Ottawa's 'draconian' Airbnb rules will hurt students, landlord says
An Ottawa landlord says the city's proposed short-term rental rules will inadvertently force students into signing longer, less affordable leases.
A city report published Wednesday recommends restricting short-term rentals such as Airbnb to primary residences, limiting hosts to listing a single property and effectively banning the rental of investment properties.
George Mota, a policy consultant and landlord, said he was planning to rent out part of a duplex he owns in the city's Meadowlands neighbourhood to students on eight-month leases, matching the school term.
But Mota said the proposed rules would force him into a corner when it comes to finding renters for the other four months.
"If I don't have a backup plan to offer short-term rentals to fill those gaps in a shorter lease, unfortunately students are going to be stuck with a 12-month lease," he said. "They're going to be paying for the summer months when they're not using the apartment."

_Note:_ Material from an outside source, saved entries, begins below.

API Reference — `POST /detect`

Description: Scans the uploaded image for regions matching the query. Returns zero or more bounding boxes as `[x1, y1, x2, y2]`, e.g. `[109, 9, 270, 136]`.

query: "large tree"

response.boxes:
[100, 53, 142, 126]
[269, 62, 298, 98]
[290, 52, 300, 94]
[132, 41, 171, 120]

Mota believes the proposed changes are not only "draconian," but won't achieve the desired goal.
"I don't think you're going to see ... a very significant improvement in flipping from short-term rental to long-term rental as a result of these proposals," he said.
He does support the idea of a special enforcement unit to crack down on problem properties, including so-called party houses.
According to the city, short-term rentals like Airbnb actually contribute to rising rental rates by reducing overall vacancy. The report projects short-term rentals could account for 1.85 per cent of the city's rental stock by 2031, and that could result in annual rent increases of five per cent.
In recent years, rents have been going up by about three per cent.
Coun. Mathieu Fleury said he doesn't think it should be up to the city to accommodate property owners' business plans, whether they concern student housing or not.
"I don't know that that's the city's responsibility. For us, we want to see long-term rental vacancies, long-term rental units being back into the market," Fleury said.